Find out more through your own research
For our customers, we recommend educating yourselves as much as possible on the factors of organic growing, whether choosing produce being sold or choosing products to use in your own growing. Taking a careful, informed look at commercial labels is a must, but it is important to build your own knowledge of organic concerns. Consult with local farmers when possible in order to benefit from the community of practical knowledge within your local area. Farmers have experienced many of the issues of inaccurate labeling and questionable soil additives. Your local farmers who apply organic practices also have a high concern in soil-building methods. Also, keep in mind, commercial compost products may pass independent reviews for organic standards, but may not be truly good quality compost that builds the soil.
Since choosing a product may be difficult in light of what we've found here, can a commercial compost starter be avoided? Compost activators help break down materials high in carbon but low in nitrogen, like the large amounts of fallen leaves collected in the autumn. Garden catalogs may recommend using compost activator when starting a new compost pile, however, advisors at Alabama Cooperative Extension Service and Cornell Waste Management Institute say that your compost does not need a commercial starter or activator. High carbon materials like your collected tree leaves will be naturally supplemented by "green" ingredients like food scraps and grass clippings, supplying adequate nitrogen for microbes to thrive.

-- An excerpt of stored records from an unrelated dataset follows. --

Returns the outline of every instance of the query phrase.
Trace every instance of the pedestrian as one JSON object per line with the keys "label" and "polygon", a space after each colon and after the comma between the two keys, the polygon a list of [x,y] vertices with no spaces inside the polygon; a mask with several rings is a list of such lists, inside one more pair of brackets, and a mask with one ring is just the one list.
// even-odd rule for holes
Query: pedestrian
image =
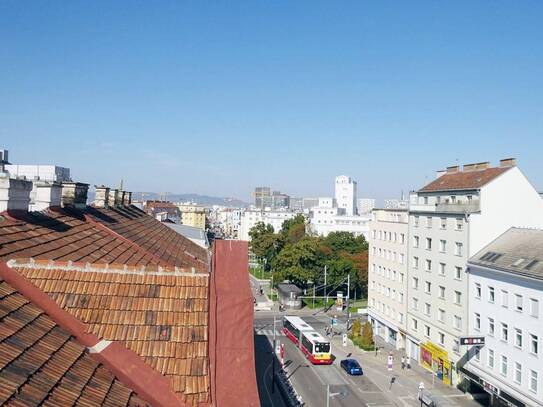
{"label": "pedestrian", "polygon": [[405,357],[402,356],[402,370],[405,369]]}
{"label": "pedestrian", "polygon": [[406,365],[407,369],[411,369],[411,362],[409,361],[408,357],[405,358],[405,365]]}
{"label": "pedestrian", "polygon": [[256,298],[253,297],[253,303],[256,305]]}

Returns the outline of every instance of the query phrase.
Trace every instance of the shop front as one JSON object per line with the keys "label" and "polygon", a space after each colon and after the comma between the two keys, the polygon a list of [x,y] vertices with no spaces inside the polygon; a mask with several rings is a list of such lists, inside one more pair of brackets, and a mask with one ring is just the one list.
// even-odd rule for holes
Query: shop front
{"label": "shop front", "polygon": [[433,372],[443,383],[452,383],[452,369],[449,355],[445,349],[426,342],[420,345],[420,365]]}

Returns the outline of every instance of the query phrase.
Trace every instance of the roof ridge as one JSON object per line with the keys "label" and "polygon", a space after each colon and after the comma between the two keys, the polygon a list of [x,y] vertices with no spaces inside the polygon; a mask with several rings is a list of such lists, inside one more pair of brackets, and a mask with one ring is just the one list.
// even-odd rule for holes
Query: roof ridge
{"label": "roof ridge", "polygon": [[81,271],[87,273],[131,274],[144,276],[185,276],[208,277],[209,273],[197,272],[194,267],[190,271],[177,266],[129,266],[121,263],[90,263],[74,261],[36,260],[30,258],[10,259],[7,265],[11,268],[54,269],[65,271]]}

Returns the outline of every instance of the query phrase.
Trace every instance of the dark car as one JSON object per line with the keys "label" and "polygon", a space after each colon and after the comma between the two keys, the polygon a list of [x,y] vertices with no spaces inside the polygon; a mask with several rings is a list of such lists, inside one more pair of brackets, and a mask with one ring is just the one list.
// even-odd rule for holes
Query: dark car
{"label": "dark car", "polygon": [[362,372],[362,366],[355,359],[343,359],[340,363],[343,370],[353,376],[361,376],[364,374]]}

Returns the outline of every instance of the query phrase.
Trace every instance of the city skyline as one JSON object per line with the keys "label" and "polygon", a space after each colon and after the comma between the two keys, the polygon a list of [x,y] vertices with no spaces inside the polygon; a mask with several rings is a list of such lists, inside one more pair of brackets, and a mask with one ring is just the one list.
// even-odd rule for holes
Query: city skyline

At Whirlwind Farms, instead of composting, we add to our soil by applying carbon leaf mulch and growing cover crop, which adds the "green stuff" to build the soil. To work within the NOP standards that dictate the timing of manure application, we have several cautions about manure use also. If using manures in your soil, keep in mind that possible chemicals and even medicines that may have been given to the livestock source of the manure can affect your soil and even poison your crop. If we truly feel we have a "clean" manure, we may apply it when we sow our winter or summer cover crop, well ahead of food planting and harvest dates. We believe our well-composted leaf mulch is the best route to avoid soil contamination and gray areas in the NOP rules.